La société ne renversant pas la présomption légale d’imputabilité de l’accident au travail, elle sera déboutée de sa demande d’inopposabilité.
Sur la demande d’expertise
Conformément aux dispositions de l’article 146 du code de procédure civile, une mesure d’instruction ne peut être ordonnée sur un fait que si la partie qui l’allègue ne dispose pas d’éléments suffisants pour le prouver.
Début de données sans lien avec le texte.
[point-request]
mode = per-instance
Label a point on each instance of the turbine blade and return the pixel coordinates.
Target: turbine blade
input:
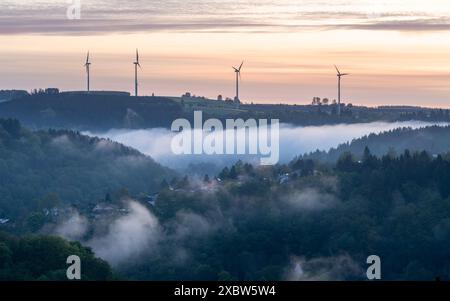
(240, 67)
(339, 72)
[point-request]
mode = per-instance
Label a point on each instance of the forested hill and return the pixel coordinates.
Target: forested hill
(434, 140)
(68, 168)
(99, 111)
(91, 112)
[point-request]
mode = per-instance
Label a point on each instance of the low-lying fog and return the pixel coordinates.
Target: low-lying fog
(293, 141)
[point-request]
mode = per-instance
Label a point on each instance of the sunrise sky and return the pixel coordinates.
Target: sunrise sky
(398, 52)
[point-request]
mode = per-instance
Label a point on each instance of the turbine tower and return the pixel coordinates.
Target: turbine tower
(238, 76)
(87, 65)
(339, 75)
(136, 64)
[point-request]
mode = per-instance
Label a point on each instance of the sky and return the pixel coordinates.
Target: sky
(397, 52)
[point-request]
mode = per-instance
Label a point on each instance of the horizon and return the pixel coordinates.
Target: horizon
(396, 53)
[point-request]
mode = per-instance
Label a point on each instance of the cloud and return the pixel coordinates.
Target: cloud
(128, 237)
(294, 141)
(103, 17)
(335, 268)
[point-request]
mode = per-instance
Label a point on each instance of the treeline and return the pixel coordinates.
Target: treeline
(434, 139)
(43, 258)
(258, 223)
(46, 169)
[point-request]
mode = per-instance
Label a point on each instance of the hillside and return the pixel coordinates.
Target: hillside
(91, 112)
(81, 111)
(41, 169)
(44, 258)
(434, 140)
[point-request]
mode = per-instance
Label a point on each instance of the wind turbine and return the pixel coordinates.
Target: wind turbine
(136, 64)
(238, 76)
(87, 65)
(339, 75)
En aucun cas une mesure d’instruction ne peut être ordonnée en vue de suppléer la carence de la partie dans l’administration de la preuve.
L’article 1362 du code civil définit le commencement de preuve comme un élément qui rend vraisemblable ce qui est allégué.
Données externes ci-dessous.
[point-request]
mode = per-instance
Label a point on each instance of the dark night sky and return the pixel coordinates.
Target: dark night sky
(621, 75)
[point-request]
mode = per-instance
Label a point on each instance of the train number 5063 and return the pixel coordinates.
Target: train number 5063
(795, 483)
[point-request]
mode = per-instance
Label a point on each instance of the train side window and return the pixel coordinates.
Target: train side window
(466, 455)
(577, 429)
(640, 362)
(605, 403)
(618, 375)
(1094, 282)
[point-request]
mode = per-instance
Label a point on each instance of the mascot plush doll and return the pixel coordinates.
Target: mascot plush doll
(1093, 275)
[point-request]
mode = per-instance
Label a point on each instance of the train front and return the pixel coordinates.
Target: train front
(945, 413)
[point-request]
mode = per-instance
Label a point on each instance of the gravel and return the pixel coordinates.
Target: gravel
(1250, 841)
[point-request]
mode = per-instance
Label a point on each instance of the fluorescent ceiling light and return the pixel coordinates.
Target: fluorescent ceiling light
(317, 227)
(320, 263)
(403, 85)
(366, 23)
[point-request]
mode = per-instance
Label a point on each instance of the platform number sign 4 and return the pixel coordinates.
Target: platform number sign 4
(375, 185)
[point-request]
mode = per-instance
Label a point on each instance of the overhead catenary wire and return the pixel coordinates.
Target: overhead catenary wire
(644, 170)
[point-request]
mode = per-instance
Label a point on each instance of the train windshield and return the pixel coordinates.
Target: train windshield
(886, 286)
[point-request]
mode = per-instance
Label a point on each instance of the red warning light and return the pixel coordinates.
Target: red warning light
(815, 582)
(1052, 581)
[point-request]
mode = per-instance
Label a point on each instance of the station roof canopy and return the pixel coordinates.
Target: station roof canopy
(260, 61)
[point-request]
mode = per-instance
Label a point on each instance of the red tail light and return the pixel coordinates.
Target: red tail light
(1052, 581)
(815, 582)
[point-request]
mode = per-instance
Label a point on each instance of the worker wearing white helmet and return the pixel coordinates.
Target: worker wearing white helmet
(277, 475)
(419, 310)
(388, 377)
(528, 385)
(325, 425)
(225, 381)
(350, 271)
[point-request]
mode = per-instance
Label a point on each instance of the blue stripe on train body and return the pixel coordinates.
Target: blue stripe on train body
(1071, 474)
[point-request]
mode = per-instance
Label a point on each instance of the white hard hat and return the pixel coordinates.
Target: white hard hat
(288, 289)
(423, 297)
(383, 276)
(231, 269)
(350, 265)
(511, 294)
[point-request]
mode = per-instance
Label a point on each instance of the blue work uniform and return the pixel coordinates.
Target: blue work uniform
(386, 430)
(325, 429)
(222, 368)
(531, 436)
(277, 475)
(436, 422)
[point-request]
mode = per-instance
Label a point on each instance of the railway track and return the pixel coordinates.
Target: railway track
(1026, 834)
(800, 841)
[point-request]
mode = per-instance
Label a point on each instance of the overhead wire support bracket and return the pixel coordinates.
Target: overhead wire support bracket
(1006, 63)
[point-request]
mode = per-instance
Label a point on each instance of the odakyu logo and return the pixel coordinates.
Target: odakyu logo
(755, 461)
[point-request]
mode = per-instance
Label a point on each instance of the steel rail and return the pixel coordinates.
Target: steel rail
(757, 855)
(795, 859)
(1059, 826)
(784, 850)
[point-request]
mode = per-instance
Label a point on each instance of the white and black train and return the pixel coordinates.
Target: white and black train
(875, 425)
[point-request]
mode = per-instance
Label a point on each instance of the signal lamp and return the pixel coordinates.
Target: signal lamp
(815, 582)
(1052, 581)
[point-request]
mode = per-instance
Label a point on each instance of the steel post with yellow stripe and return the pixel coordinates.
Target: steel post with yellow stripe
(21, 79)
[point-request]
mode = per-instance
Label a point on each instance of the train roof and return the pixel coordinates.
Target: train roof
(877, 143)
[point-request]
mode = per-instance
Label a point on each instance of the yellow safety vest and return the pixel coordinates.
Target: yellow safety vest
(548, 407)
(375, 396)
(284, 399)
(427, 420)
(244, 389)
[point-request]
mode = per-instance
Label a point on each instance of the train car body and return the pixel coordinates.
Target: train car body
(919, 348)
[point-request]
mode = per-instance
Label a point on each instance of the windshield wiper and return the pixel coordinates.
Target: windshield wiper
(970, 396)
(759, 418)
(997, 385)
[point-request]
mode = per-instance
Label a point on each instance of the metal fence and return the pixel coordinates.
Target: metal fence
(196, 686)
Si les articles 143, 144 et 146 du code de procédure civile, rendus applicables par l’article R. 142-1-A du code de la sécurité sociale aux juridictions spécialement désignées aux articles L. 211-16 et L. 311-15 du code de l’organisation judiciaire, donnent au juge du contentieux de la sécurité sociale la faculté d’ordonner une mesure d’instruction, il n’est nullement tenu d’en user dès lors qu’il s’estime suffisamment informé.
C’est, enfin, sans porter atteinte au droit à un procès équitable ni rompre l’égalité des armes entre l’employeur et l’organisme de sécurité sociale, qu’une cour d’appel estime, au regard des éléments débattus devant elle, qu’il n’y avait pas lieu d’ordonner une mesure d’instruction (2e Civ., 11 janvier 2024, pourvoi n° 22-15.939).
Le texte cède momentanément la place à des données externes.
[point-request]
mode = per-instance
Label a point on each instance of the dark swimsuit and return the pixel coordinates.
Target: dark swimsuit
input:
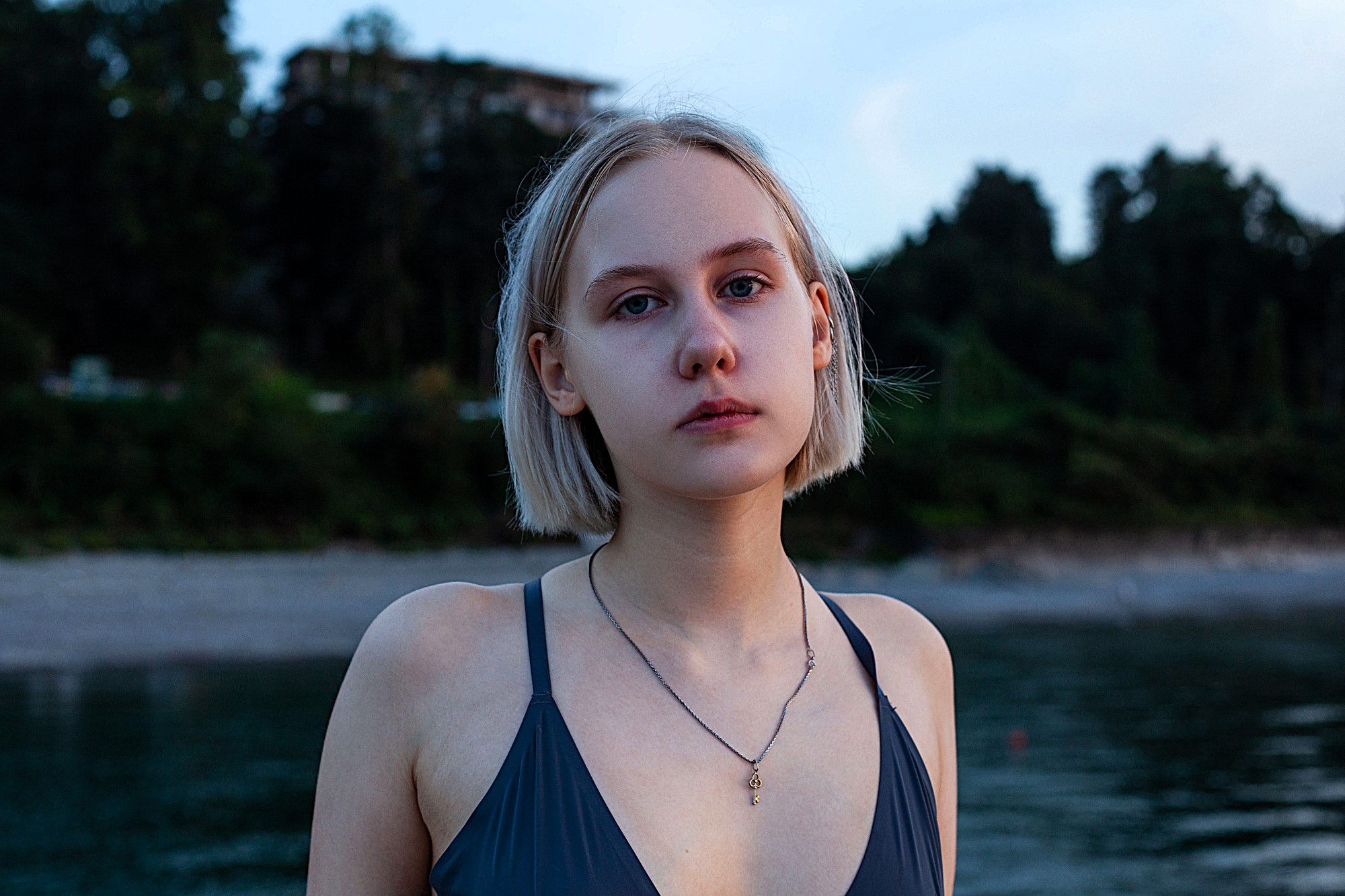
(544, 827)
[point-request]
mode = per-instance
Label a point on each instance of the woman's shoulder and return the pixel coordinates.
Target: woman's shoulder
(447, 641)
(899, 633)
Une mesure d’expertise ne peut en conséquence être ordonnée qu’à la condition que l’employeur apporte des éléments médicaux de nature à accréditer l’existence d’un état pathologique préexistant évoluant pour son propre compte sans lien avec l’accident ou la maladie ou une cause totalement étrangère auxquels se rattacheraient exclusivement les soins et arrêts de travail postérieurs aux soins initiaux.
* * *
En l’espèce, la société [9] n’apporte aucun élément au soutien de son argument selon lequel M. [P] souffrirait d’un état pathologique antérieur qui serait la cause de la lésion et qui évoluerait pour son propre compte, de nature à remettre en cause l’imputabilité de la lésion au travail.
En conséquence, en l’absence de commencement de preuve, elle sera déboutée de sa demande d’expertise.
Sur les demandes accessoires
En application de l’article 696 du code de procédure civile, il conviendra de condamner la SAS [8] aux dépens de l’instance dès lors qu’elle succombe.
Il n’y a pas lieu à exécution provisoire compte-tenu de l’issue du litige.
PAR CES MOTIFS
Le tribunal, par décision contradictoire, rendue en premier ressort et mise à disposition au greffe du tribunal,
REJETTE la demande de la SAS [9] d’inopposabilité de la décision de la [6] du 7 février 2019 reconnaissant le caractère professionnel de l’accident de M. [B] [P] survenu le 10 octobre 2018 ;
REJETTE la demande d’expertise médicale ;
DECLARE opposable à la SAS [9] la décision de la [6] du 7 février 2019 reconnaissant le caractère professionnel de l’accident de M. [B] [P] survenu le 10 octobre 2018 ;
CONDAMNE la SAS [9] aux entiers dépens de l’instance ;
DIT n’y avoir lieu à exécution provisoire.
Et le présent jugement est signé par Sarah PIBAROT, Vice-Présidente et par Laurie-Anne DUCASSE, Greffière, présents lors du prononcé.